Ella cerró los ojos con fuerza, tecleó «ROSE FELLER» y pulsó intro antes de arrepentirse.
Cuando abrió los ojos, la señora Lefkowitz y Lewis estaban de pie detrás de ella, y la pantalla aparecía llena de nombres.
—¡Guau! —exclamó Lewis.
—Debe de ser un nombre corriente —observó la señora Lefkowitz.
—¿Cómo voy a saber cuál es ella? —inquirió Ella.
—Prueba uno —propuso Lewis. Ella hizo clic en uno de los links y descubrió que las palabras «Rose» y «Feller» la habían llevado a Floristería Feller, en Tucson, Arizona. Suspiró, volvió a la página anterior e hizo clic en otro link. Éste era una relación de las alianzas matrimoniales en Wellville, Nueva York, de una Rose Feller nacida en 1957. No era su Rose. Retrocedió, hizo clic otra vez y, finalmente, la cara de su nieta, con veintidós años más que la última vez que Ella la vio, llenó la pantalla.
—¡Oh! —gritó, y tan rápido como pudo leyó lo que ponía en la página—. Es abogada —anunció con una voz que no parecía suya.
—Tampoco es que sea una tragedia —dijo la señora Lefkowitz, riéndose entrecortadamente—. ¡Por lo menos no está en la cárcel!
Ella clavó los ojos en la imagen. Tenía que ser Rose. Eran los mismos ojos, la misma expresión seria, las mismas cejas que dibujaban en su frente una línea recta y que Ella recordaba de cuando era pequeña. Ella se levantó y se dejó caer en el sofá. Lewis ocupó su sitio y empezó a desgranar el texto.
—Universidad de Princeton… Escuela de Derecho de Pensilvania… especializada en Derecho Procesal Mercantil… vive en Filadelfia…
—¡Era tan lista! —murmuró Ella.
—Pues mándale un e-mail —sugirió Lewis.
Ella se cubrió la cara con las manos.
—No puedo —dijo—. Todavía no. No estoy preparada. No sabría qué decirle.

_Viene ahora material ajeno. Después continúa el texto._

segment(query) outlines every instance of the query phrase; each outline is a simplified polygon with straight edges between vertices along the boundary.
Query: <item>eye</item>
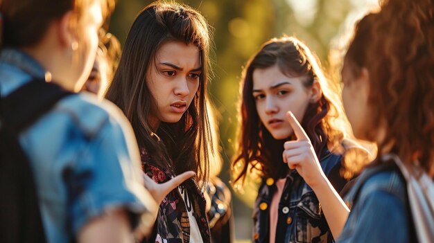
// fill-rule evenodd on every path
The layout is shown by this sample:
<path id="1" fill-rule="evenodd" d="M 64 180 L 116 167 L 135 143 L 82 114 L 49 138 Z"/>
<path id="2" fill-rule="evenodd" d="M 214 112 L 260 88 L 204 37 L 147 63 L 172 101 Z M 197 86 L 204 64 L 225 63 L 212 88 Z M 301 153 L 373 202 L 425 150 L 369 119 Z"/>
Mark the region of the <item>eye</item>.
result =
<path id="1" fill-rule="evenodd" d="M 176 72 L 174 71 L 164 71 L 163 73 L 168 77 L 173 77 L 176 75 Z"/>
<path id="2" fill-rule="evenodd" d="M 284 96 L 284 95 L 286 95 L 288 93 L 289 93 L 289 91 L 288 91 L 287 90 L 279 90 L 277 92 L 277 95 L 279 95 L 279 96 Z"/>
<path id="3" fill-rule="evenodd" d="M 189 77 L 190 77 L 190 78 L 192 78 L 192 79 L 198 78 L 200 76 L 200 73 L 192 73 L 189 74 Z"/>
<path id="4" fill-rule="evenodd" d="M 253 98 L 254 98 L 255 100 L 262 100 L 262 99 L 263 99 L 264 98 L 266 98 L 266 96 L 265 96 L 264 94 L 263 94 L 263 93 L 260 93 L 260 94 L 257 94 L 257 95 L 256 95 L 256 96 L 254 96 L 254 95 L 253 96 Z"/>

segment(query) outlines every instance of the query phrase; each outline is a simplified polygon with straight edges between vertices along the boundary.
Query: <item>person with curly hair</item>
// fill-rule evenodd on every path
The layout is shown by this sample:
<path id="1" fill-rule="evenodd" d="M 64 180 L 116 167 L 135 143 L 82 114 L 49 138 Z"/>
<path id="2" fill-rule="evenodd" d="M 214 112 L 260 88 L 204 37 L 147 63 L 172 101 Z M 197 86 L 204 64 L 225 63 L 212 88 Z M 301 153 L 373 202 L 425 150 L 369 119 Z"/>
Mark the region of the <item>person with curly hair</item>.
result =
<path id="1" fill-rule="evenodd" d="M 232 171 L 235 183 L 261 174 L 254 242 L 331 242 L 329 229 L 340 226 L 326 221 L 329 212 L 323 213 L 318 199 L 329 193 L 339 199 L 336 191 L 348 182 L 340 173 L 341 162 L 349 154 L 367 153 L 349 139 L 349 124 L 330 81 L 295 37 L 266 42 L 244 70 Z M 293 129 L 297 120 L 306 129 L 303 138 Z M 293 166 L 295 161 L 304 163 L 311 176 Z M 315 190 L 312 177 L 327 178 L 334 189 Z"/>
<path id="2" fill-rule="evenodd" d="M 346 204 L 336 195 L 317 193 L 327 222 L 337 226 L 331 227 L 337 242 L 422 240 L 406 179 L 389 158 L 398 156 L 408 168 L 434 177 L 433 66 L 432 1 L 384 1 L 379 12 L 357 24 L 342 69 L 343 105 L 354 136 L 374 143 L 378 154 L 345 196 Z M 293 125 L 306 140 L 302 127 Z M 349 170 L 352 162 L 345 161 Z M 295 161 L 290 166 L 313 179 L 309 183 L 315 192 L 333 190 L 305 165 Z"/>

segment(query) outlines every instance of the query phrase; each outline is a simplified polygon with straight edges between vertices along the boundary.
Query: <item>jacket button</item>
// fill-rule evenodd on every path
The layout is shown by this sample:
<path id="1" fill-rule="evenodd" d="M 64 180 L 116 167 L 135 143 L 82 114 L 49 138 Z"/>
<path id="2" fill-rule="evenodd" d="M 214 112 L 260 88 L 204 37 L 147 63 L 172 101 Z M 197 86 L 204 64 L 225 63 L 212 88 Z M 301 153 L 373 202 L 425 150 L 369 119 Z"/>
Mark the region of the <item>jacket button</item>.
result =
<path id="1" fill-rule="evenodd" d="M 266 183 L 267 183 L 267 185 L 271 186 L 271 185 L 274 184 L 275 180 L 272 178 L 270 177 L 270 178 L 267 179 L 267 181 L 266 181 Z"/>
<path id="2" fill-rule="evenodd" d="M 281 209 L 282 213 L 286 214 L 288 213 L 288 212 L 289 212 L 289 208 L 288 207 L 284 207 L 284 208 Z"/>
<path id="3" fill-rule="evenodd" d="M 261 208 L 261 210 L 266 210 L 267 208 L 268 208 L 268 204 L 267 204 L 267 203 L 261 203 L 259 204 L 259 208 Z"/>

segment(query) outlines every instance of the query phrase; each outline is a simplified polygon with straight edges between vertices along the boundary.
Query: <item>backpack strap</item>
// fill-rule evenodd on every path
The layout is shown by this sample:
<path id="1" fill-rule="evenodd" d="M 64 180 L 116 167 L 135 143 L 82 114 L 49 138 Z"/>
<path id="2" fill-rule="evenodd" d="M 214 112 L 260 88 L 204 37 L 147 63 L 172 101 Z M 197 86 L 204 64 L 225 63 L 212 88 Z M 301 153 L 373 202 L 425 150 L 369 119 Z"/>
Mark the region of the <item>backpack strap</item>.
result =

—¿Qué tal si empiezas por un «hola»? —apuntó la señora Lefkowitz, que se rió de su propia broma.
—¿Dónde está su hermana? —logró preguntar Ella—. ¿Dónde está Maggie?
Lewis la miró tranquilizador y ella sintió que su mirada era como su mano cálida sobre el hombro.
—La estoy buscando —contestó—. Aún no he encontrado nada.
Pero lo haría, Ella lo sabía. Sus nietas estaban ahí fuera, viviendo vidas que ni siquiera imaginaba. Y ahora eran adultas. Podían tomar sus propias decisiones acerca de si la dejaban o no entrar en sus vidas. Ella podía escribirles; podía llamarlas. Pero ¿qué les diría?
La señora Lefkowitz se dejó caer en el sofá junto a ella.
—¡Puede hacerlo! —la animó—. Vamos, Ella. ¿Qué tiene que perder?
«Nada —dijo Ella para sí—. Todo.» Sacudió la cabeza y cerró los ojos.
—Hoy no —dijo—. Aún no.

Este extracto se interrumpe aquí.